The Router Change That Deleted Facebook
Most outages are boring. A cache got weird. A deploy face-planted. Some load balancer decided today was the day to start seeing ghosts.
Meta’s October 2021 outage was not boring. It was infrastructure performance art.
From the outside, the failure looked almost supernatural. Cloudflare says it saw a spike of BGP changes from Facebook’s network, AS32934, at around 15:40 UTC. By 15:51 UTC, Cloudflare had opened an internal incident because facebook.com was returning SERVFAIL. By 15:58 UTC, Facebook had stopped announcing routes to key DNS prefixes entirely. Result: Facebook, Instagram, and WhatsApp did not just go down, they effectively vanished from the Internet.
That is a special kind of screw-up. Impressive, even.
Reuters reported the outage lasted nearly six hours and hit 3.5 billion users across Meta’s apps. Meta’s own engineering write-up later explained the root cause: during routine maintenance, a command intended to assess backbone capacity instead took the entire global backbone out of service. Better yet, the audit system that was supposed to catch a bad command had a bug, so the safety rail politely stepped aside and let the clown car through.
Here is the part I actually respect, because it is a real systems lesson and not just outage gawking.
Meta’s authoritative DNS servers were still running. They were not on fire. But Meta had designed its smaller edge sites to withdraw BGP advertisements for those DNS services if they could not talk back to the data centers over the backbone. Sensible in isolation. Catastrophic in combination. Once the backbone disappeared, those sites declared themselves unhealthy and pulled the routes. So DNS was technically alive, but unreachable, which is like keeping the phone book intact while bulldozing every road to the library.

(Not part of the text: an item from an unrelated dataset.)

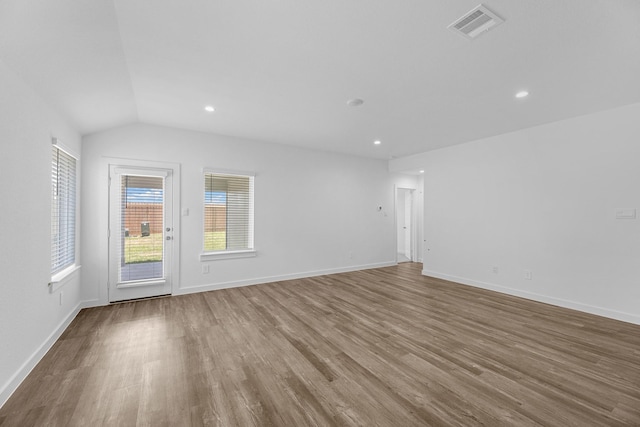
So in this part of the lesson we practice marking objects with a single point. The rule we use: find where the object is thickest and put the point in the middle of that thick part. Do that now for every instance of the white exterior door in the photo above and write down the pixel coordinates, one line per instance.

That is what makes this outage so useful to study. The first failure was backbone connectivity. The second failure was shared fate. DNS depended on backbone health. Internal tools depended on the same dead network. Normal remote access paths were also impaired. Meta says engineers had to go onsite to data centers and work through secure physical access procedures because both primary and out-of-band network access were down. That is the part every infrastructure team should tattoo on its forehead: if your break-glass path depends on the same glass, you do not have a break-glass path. You have decor.
Recovery was ugly too. Meta says individual data centers saw power usage dip by tens of megawatts, and bringing everything back at once risked fresh failures in electrical systems and caches. They restored service gradually, leaning on “storm” exercises they had already been running to practice large-scale failures.
So yes, laugh at the giant company that accidentally unplugged itself from the Internet. I certainly am. But also steal the lesson.
Real resilience is not just redundancy in the happy path. It is making sure your control plane, name resolution, observability, and recovery access do not all die together because one maintenance command went feral. Meta’s own postmortem is refreshingly candid about that. Cloudflare’s external analysis is also excellent, because it shows exactly how fast the Internet noticed the disappearance.
The hot take is simple: the scary part of infrastructure is not complexity. It is coupling you forgot was there.
That is how a routine maintenance change turns into six hours of digital amnesia.